Ci sono stati anche episodi opposti a quello dei Rohingya che hai citato, mi riferisco all’uso di Twitter durante le proteste in Iran di qualche anno fa o all’uso dei social durante le Primavere arabe. Non possiamo più permetterci di considerare Internet come uno spazio alternativo alla vita reale, il Web è un’altra realtà: uno spazio di realtà aumentata. Credere che le cose vere siano offline e le cose disimpegnate siano online, ha lasciato, secondo me, spazio a un pericoloso retropensiero intuitivo: nel Web ci si può lasciare andare, togliere i freni inibitori. Ogni tanto si sente persino parlare ancora di “nativi digitali” - vocabolo sfatato dal suo stesso autore, Marc Prensky. Quel termine che indicava che la differenza tra chi sapeva "fare" nel Web e chi no, non dipendeva dall’educazione ma dall’età. Gli adulti erano quindi gli “immigrati digitali”, quelli che avevano appreso in parte a usarlo: la competenza digitale veniva misurata su basi essenzialmente tecniche. Si tratta di un’idea smentita dalla realtà dei fatti. Un bambino che, a 3 anni, sa già come sbloccare un Ipad, non vuol dire che sappia come si affronta la comunicazione nel Web. La competenza digitale non è soltanto informatica, ma è frutto dell’educazione. Il Sillabo del Ministero di cui parlavo prima cambia assolutamente approccio da questo punto di vista: per avere competenza digitale occorre educare alla responsabilità, significa insegnare come si stabilisce l’autorialità di una fonte, come si riconosce una fake news, come si comunica tra chi ha opinioni diverse. Così come non basta vivere in una società multischermi per sapere comunicare in modo corretto nel Web, non basta nascere in una società multiculturale per saper automaticamente gestire bene l’interazione con identità culturali diverse.

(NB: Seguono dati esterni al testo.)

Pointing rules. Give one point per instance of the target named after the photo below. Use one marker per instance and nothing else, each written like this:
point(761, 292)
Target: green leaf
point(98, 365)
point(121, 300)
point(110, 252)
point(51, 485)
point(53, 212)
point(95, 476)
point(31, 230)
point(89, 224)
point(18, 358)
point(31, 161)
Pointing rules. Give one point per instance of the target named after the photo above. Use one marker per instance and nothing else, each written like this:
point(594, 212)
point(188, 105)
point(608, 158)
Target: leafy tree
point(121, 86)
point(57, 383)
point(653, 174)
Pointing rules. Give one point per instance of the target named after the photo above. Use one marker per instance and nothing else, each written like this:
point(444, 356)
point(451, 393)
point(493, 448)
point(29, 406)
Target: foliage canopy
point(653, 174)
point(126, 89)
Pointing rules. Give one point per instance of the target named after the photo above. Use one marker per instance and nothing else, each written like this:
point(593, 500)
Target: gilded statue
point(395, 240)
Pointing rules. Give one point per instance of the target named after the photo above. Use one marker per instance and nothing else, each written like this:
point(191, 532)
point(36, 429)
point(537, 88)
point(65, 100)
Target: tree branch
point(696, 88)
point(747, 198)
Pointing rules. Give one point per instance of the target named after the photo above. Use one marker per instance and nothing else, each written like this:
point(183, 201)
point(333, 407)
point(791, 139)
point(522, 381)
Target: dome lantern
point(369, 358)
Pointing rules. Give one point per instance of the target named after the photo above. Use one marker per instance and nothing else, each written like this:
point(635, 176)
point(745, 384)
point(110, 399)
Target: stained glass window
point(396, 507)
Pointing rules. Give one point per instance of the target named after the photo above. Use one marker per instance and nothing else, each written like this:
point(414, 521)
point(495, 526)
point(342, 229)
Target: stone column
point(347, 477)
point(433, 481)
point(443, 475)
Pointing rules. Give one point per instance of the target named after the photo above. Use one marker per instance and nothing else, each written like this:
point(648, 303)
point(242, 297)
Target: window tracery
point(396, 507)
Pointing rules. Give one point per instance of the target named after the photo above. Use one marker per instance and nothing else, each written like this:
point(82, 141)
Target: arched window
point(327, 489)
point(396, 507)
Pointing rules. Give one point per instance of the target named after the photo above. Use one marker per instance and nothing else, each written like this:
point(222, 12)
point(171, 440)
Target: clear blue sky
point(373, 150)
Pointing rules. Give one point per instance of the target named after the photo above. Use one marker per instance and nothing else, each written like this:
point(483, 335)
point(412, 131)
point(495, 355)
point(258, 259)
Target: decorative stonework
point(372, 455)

Anche noi, come Gariwo, siamo consapevoli di avere una responsabilità verso chi ci segue e legge i nostri contenuti. Come agire però di fronte ai fenomeni di hate speech? Esiste un modo giusto ed efficace?

Conoscere bene quelle caratteristiche del Web che portano più facilmente alla diffusione dei messaggi d’odio, la velocità soprattutto, è fondamentale per reagire in maniera efficace. Quando c’è un attentato di matrice islamista, parallelamente aumentano gli indicatori di islamofobia. In questi casi è importante reagire subito, con un hashtag alternativo per esempio. Come rispondo però a un insulto razzista? Direi senza fargli troppa pubblicità, come talvolta succede, ma lavorando, allo stesso tempo, perché si costruisca il cosiddetto counter speech, cioè un discorso alternativo. Non è la risposta a un preciso commento di odio che può fare la differenza, ma qualche volta è importante rispondere, dare un segnale, rompere la spirale del silenzio. Quando si interviene è significativo farlo in tanti, invitando tutti a rispondere.

Un fatto tipico dei social, a cui si deve fare attenzione, è lo spostamento del merito del confronto: insultare la persona intervistata, spostare l’odio su qualcuno che non c’entra nulla. Tenere il punto del discorso è fondamentale per aiutare chi interagisce a prendere sul serio ciò di cui si sta parlando. Di recente, la notizia della morte di una bambina rom, a soli due anni di vita, ha scatenato un fiume di commenti del tipo “una di meno”, “una ladra in meno”. È veramente credibile che tutti possano pensare una cosa del genere e siano pronti a confermarla? Non credo, però esiste una spirale di silenzio per cui quando percepiamo che la nostra opinione non è maggioritaria tendiamo a non intervenire, molto più che nell’offline. Aumenta la pressione di conformità. A volte, quindi, è davvero importante intervenire direttamente, senza partecipare alla canalizzazione della tensione, dicendo “attenzione, stiamo superando il limite”.